Once your mortgage completes, we get paid a standardized finder’s fee by the lender for arranging the financing. So although we get paid by the lender, that lender has had to compete with other lenders to earn your business.


When you work with an independent mortgage professional, everyone wins. You get the best mortgage available, we get paid a standardized finder’s fee, and the lender gets a new borrower. 


Banks Rarely Offer You Their Best Terms Upfront.


Banks are in the business of making money, and they’re usually pretty good at it. As such, banks will rarely offer you their best terms at the outset of your negotiation. 


This is especially true if you’re looking to refinance your existing mortgage. With over half of Canadians simply accepting the renewal offer they get sent in the mail without question, banks don’t have to put their best rate forward. Instead, they rely on you to be ignorant of the process and will take advantage of your trust in them. 

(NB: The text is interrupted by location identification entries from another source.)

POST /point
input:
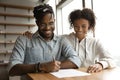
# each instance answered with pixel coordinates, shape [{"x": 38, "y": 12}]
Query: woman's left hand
[{"x": 95, "y": 68}]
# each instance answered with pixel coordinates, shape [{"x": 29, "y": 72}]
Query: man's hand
[{"x": 95, "y": 68}]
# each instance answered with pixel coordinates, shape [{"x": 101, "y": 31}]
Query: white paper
[{"x": 69, "y": 73}]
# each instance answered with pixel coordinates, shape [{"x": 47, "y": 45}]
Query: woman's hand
[{"x": 95, "y": 68}]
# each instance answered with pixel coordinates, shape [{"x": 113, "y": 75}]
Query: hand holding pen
[{"x": 51, "y": 66}]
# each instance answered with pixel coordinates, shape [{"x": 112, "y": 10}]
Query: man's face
[{"x": 46, "y": 26}]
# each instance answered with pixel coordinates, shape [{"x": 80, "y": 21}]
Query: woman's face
[
  {"x": 46, "y": 26},
  {"x": 81, "y": 27}
]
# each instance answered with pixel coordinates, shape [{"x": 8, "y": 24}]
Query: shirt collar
[{"x": 36, "y": 34}]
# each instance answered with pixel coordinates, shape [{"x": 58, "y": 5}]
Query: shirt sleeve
[
  {"x": 18, "y": 52},
  {"x": 69, "y": 52},
  {"x": 105, "y": 58}
]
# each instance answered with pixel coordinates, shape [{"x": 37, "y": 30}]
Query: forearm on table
[
  {"x": 20, "y": 69},
  {"x": 67, "y": 64}
]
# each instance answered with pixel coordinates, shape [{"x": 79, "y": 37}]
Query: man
[{"x": 44, "y": 52}]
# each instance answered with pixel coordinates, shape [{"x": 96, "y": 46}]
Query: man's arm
[
  {"x": 20, "y": 69},
  {"x": 67, "y": 64}
]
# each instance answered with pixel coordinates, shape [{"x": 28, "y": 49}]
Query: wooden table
[{"x": 108, "y": 74}]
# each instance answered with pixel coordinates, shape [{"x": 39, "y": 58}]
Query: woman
[{"x": 91, "y": 52}]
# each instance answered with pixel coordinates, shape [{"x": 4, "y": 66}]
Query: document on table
[{"x": 69, "y": 73}]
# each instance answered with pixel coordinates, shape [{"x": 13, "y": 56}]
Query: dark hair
[
  {"x": 41, "y": 10},
  {"x": 86, "y": 13}
]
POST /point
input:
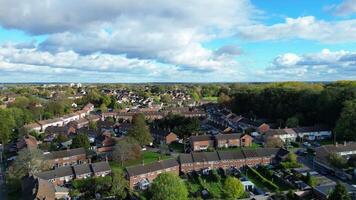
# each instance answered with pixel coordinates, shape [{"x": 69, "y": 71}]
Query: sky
[{"x": 177, "y": 40}]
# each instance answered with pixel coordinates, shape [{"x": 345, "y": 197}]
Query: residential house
[
  {"x": 62, "y": 175},
  {"x": 201, "y": 142},
  {"x": 318, "y": 132},
  {"x": 321, "y": 159},
  {"x": 67, "y": 157},
  {"x": 140, "y": 176},
  {"x": 245, "y": 123},
  {"x": 163, "y": 136},
  {"x": 286, "y": 135},
  {"x": 37, "y": 189},
  {"x": 27, "y": 141}
]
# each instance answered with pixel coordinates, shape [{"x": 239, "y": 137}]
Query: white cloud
[
  {"x": 106, "y": 67},
  {"x": 307, "y": 28},
  {"x": 325, "y": 65},
  {"x": 346, "y": 7}
]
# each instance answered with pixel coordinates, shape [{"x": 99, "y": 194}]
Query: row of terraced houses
[{"x": 142, "y": 175}]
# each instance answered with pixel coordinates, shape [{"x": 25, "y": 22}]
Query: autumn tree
[
  {"x": 140, "y": 130},
  {"x": 339, "y": 193},
  {"x": 233, "y": 187},
  {"x": 126, "y": 149},
  {"x": 168, "y": 186},
  {"x": 81, "y": 140}
]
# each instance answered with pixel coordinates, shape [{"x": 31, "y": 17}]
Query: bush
[{"x": 266, "y": 182}]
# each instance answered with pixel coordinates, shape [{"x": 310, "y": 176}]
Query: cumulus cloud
[
  {"x": 346, "y": 7},
  {"x": 325, "y": 65},
  {"x": 108, "y": 67},
  {"x": 308, "y": 28}
]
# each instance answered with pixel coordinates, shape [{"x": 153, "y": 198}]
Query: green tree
[
  {"x": 346, "y": 125},
  {"x": 29, "y": 161},
  {"x": 140, "y": 130},
  {"x": 119, "y": 185},
  {"x": 6, "y": 125},
  {"x": 81, "y": 140},
  {"x": 337, "y": 161},
  {"x": 126, "y": 149},
  {"x": 292, "y": 122},
  {"x": 168, "y": 186},
  {"x": 233, "y": 187},
  {"x": 339, "y": 193}
]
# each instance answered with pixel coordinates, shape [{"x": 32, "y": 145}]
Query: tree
[
  {"x": 346, "y": 125},
  {"x": 274, "y": 142},
  {"x": 29, "y": 161},
  {"x": 119, "y": 185},
  {"x": 339, "y": 193},
  {"x": 233, "y": 187},
  {"x": 224, "y": 99},
  {"x": 168, "y": 186},
  {"x": 292, "y": 122},
  {"x": 81, "y": 140},
  {"x": 140, "y": 130},
  {"x": 312, "y": 181},
  {"x": 126, "y": 149},
  {"x": 337, "y": 161},
  {"x": 6, "y": 125}
]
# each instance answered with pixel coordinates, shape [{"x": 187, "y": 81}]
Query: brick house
[
  {"x": 160, "y": 136},
  {"x": 66, "y": 157},
  {"x": 201, "y": 142},
  {"x": 230, "y": 159},
  {"x": 62, "y": 175},
  {"x": 197, "y": 161},
  {"x": 227, "y": 140},
  {"x": 147, "y": 173},
  {"x": 246, "y": 140},
  {"x": 232, "y": 140},
  {"x": 205, "y": 160}
]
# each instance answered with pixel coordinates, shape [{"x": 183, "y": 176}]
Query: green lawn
[
  {"x": 213, "y": 99},
  {"x": 177, "y": 147},
  {"x": 146, "y": 157}
]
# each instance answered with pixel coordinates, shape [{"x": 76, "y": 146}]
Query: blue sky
[{"x": 168, "y": 41}]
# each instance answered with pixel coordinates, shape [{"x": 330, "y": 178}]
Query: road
[{"x": 308, "y": 161}]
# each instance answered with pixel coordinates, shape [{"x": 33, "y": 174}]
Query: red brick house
[
  {"x": 62, "y": 175},
  {"x": 66, "y": 157},
  {"x": 160, "y": 136},
  {"x": 201, "y": 142},
  {"x": 246, "y": 140},
  {"x": 147, "y": 173}
]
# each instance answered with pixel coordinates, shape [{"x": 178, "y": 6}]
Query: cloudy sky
[{"x": 177, "y": 40}]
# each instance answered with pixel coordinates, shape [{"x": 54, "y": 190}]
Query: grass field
[
  {"x": 146, "y": 157},
  {"x": 212, "y": 99}
]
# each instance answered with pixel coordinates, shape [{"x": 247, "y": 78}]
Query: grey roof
[
  {"x": 200, "y": 138},
  {"x": 82, "y": 169},
  {"x": 250, "y": 153},
  {"x": 56, "y": 173},
  {"x": 312, "y": 129},
  {"x": 228, "y": 136},
  {"x": 65, "y": 153},
  {"x": 144, "y": 169},
  {"x": 185, "y": 158},
  {"x": 205, "y": 156},
  {"x": 231, "y": 155},
  {"x": 100, "y": 167},
  {"x": 267, "y": 152}
]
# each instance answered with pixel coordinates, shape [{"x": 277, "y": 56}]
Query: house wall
[
  {"x": 133, "y": 180},
  {"x": 73, "y": 160},
  {"x": 202, "y": 145}
]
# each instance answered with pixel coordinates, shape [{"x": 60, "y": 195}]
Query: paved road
[{"x": 307, "y": 161}]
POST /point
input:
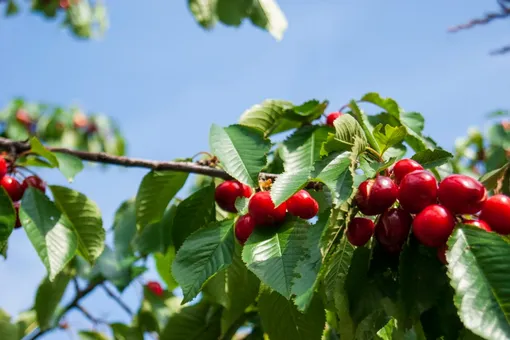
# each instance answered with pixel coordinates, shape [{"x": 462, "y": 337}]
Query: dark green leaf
[
  {"x": 50, "y": 232},
  {"x": 202, "y": 255}
]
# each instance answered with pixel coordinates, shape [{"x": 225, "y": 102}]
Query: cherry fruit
[
  {"x": 244, "y": 227},
  {"x": 262, "y": 209},
  {"x": 433, "y": 225},
  {"x": 403, "y": 167},
  {"x": 227, "y": 192},
  {"x": 302, "y": 205},
  {"x": 331, "y": 118},
  {"x": 359, "y": 231},
  {"x": 496, "y": 212},
  {"x": 376, "y": 195},
  {"x": 417, "y": 190},
  {"x": 13, "y": 188},
  {"x": 462, "y": 194},
  {"x": 393, "y": 228}
]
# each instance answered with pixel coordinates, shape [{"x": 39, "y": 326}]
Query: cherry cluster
[
  {"x": 429, "y": 208},
  {"x": 261, "y": 209},
  {"x": 14, "y": 188}
]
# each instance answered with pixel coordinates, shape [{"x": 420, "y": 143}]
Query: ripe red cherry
[
  {"x": 331, "y": 118},
  {"x": 496, "y": 212},
  {"x": 433, "y": 225},
  {"x": 34, "y": 181},
  {"x": 13, "y": 188},
  {"x": 403, "y": 167},
  {"x": 244, "y": 227},
  {"x": 393, "y": 228},
  {"x": 479, "y": 223},
  {"x": 262, "y": 209},
  {"x": 461, "y": 194},
  {"x": 227, "y": 192},
  {"x": 155, "y": 288},
  {"x": 302, "y": 205},
  {"x": 359, "y": 231},
  {"x": 418, "y": 189},
  {"x": 376, "y": 195}
]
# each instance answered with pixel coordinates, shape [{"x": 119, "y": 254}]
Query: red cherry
[
  {"x": 496, "y": 212},
  {"x": 433, "y": 225},
  {"x": 359, "y": 231},
  {"x": 479, "y": 223},
  {"x": 262, "y": 209},
  {"x": 461, "y": 194},
  {"x": 244, "y": 227},
  {"x": 227, "y": 192},
  {"x": 16, "y": 209},
  {"x": 13, "y": 188},
  {"x": 418, "y": 189},
  {"x": 403, "y": 167},
  {"x": 155, "y": 288},
  {"x": 331, "y": 118},
  {"x": 393, "y": 228},
  {"x": 33, "y": 181},
  {"x": 376, "y": 195},
  {"x": 303, "y": 205}
]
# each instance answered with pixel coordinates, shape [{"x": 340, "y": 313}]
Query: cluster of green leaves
[{"x": 55, "y": 127}]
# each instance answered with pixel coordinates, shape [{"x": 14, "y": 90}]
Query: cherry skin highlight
[
  {"x": 227, "y": 192},
  {"x": 359, "y": 231},
  {"x": 302, "y": 205},
  {"x": 433, "y": 225},
  {"x": 403, "y": 167},
  {"x": 331, "y": 118},
  {"x": 13, "y": 187},
  {"x": 244, "y": 227},
  {"x": 462, "y": 194},
  {"x": 262, "y": 209},
  {"x": 496, "y": 212},
  {"x": 376, "y": 195},
  {"x": 417, "y": 190}
]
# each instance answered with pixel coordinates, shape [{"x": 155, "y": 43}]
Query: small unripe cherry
[
  {"x": 376, "y": 195},
  {"x": 359, "y": 231},
  {"x": 461, "y": 194},
  {"x": 496, "y": 212},
  {"x": 262, "y": 209},
  {"x": 13, "y": 187},
  {"x": 331, "y": 117},
  {"x": 433, "y": 225},
  {"x": 417, "y": 190},
  {"x": 403, "y": 167},
  {"x": 244, "y": 227},
  {"x": 227, "y": 192},
  {"x": 302, "y": 205}
]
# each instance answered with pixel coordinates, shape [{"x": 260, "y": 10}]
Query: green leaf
[
  {"x": 272, "y": 255},
  {"x": 154, "y": 194},
  {"x": 7, "y": 217},
  {"x": 48, "y": 297},
  {"x": 281, "y": 319},
  {"x": 432, "y": 158},
  {"x": 193, "y": 213},
  {"x": 85, "y": 217},
  {"x": 477, "y": 267},
  {"x": 69, "y": 165},
  {"x": 202, "y": 255},
  {"x": 200, "y": 321},
  {"x": 389, "y": 136},
  {"x": 50, "y": 232},
  {"x": 241, "y": 150}
]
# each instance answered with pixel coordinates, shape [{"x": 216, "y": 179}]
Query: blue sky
[{"x": 166, "y": 81}]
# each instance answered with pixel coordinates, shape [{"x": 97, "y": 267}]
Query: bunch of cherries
[
  {"x": 432, "y": 210},
  {"x": 14, "y": 188},
  {"x": 261, "y": 209}
]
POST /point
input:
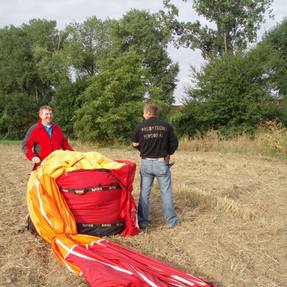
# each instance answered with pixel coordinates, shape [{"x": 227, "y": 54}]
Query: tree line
[{"x": 97, "y": 74}]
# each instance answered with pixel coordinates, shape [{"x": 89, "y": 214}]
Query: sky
[{"x": 17, "y": 12}]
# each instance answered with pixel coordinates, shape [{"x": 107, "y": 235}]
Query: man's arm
[
  {"x": 66, "y": 145},
  {"x": 136, "y": 145},
  {"x": 173, "y": 142},
  {"x": 28, "y": 144}
]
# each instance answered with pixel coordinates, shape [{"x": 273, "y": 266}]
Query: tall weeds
[{"x": 270, "y": 139}]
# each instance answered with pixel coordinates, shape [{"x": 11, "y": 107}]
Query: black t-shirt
[{"x": 156, "y": 138}]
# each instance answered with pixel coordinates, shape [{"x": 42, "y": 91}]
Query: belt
[{"x": 156, "y": 158}]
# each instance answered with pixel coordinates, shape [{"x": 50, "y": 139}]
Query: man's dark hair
[{"x": 153, "y": 109}]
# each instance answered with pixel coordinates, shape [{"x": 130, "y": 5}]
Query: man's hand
[
  {"x": 136, "y": 145},
  {"x": 168, "y": 162},
  {"x": 36, "y": 160}
]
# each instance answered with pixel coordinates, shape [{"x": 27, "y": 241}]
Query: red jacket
[{"x": 37, "y": 141}]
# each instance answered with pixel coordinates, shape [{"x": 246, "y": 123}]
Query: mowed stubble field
[{"x": 233, "y": 215}]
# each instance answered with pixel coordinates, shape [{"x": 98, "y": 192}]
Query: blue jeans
[{"x": 149, "y": 170}]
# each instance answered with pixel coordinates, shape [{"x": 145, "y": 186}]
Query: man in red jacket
[{"x": 43, "y": 138}]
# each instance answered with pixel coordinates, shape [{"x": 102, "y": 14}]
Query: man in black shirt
[{"x": 155, "y": 140}]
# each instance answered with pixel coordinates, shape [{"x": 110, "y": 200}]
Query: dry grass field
[{"x": 233, "y": 212}]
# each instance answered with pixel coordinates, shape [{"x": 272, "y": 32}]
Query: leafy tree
[
  {"x": 29, "y": 73},
  {"x": 144, "y": 34},
  {"x": 17, "y": 112},
  {"x": 232, "y": 94},
  {"x": 88, "y": 44},
  {"x": 277, "y": 40},
  {"x": 233, "y": 24},
  {"x": 65, "y": 102},
  {"x": 112, "y": 103}
]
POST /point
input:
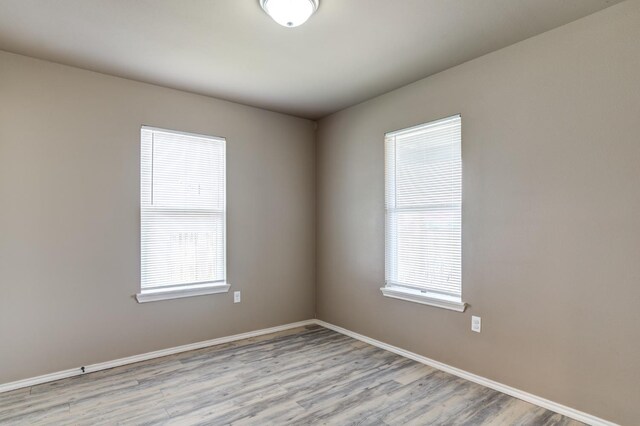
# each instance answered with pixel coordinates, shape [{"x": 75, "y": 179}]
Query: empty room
[{"x": 320, "y": 212}]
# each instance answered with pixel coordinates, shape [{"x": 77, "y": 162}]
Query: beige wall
[
  {"x": 69, "y": 218},
  {"x": 551, "y": 216}
]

When you work with an independent mortgage professional, we don’t play games with rates and terms. Our goal is always to seek out the lender who has the best mortgage for you from the start of the process, and if there are any negotiations to be had, we handle them for you. There is no reason for us to do otherwise. In fact, the better we do our job, the more likely it is that you’ll be happy with our services and refer your friends and family. 


Banks Promote Restrictive Mortgage Products.


As if it’s not bad enough that banks don’t offer their best terms upfront, they actually promote mortgage products that are restrictive in nature. The fine print in your mortgage contract matters; understanding it is challenging. Banks do what they can to make it hard for you to leave. 


Now, if you’ve ever heard stories of outrageous penalties being charged, this is what’s called an Interest Rate Differential penalty (IRD). Each lender has its own way of calculating the IRD. Chartered banks are known for their restrictive mortgages and high IRD penalties. 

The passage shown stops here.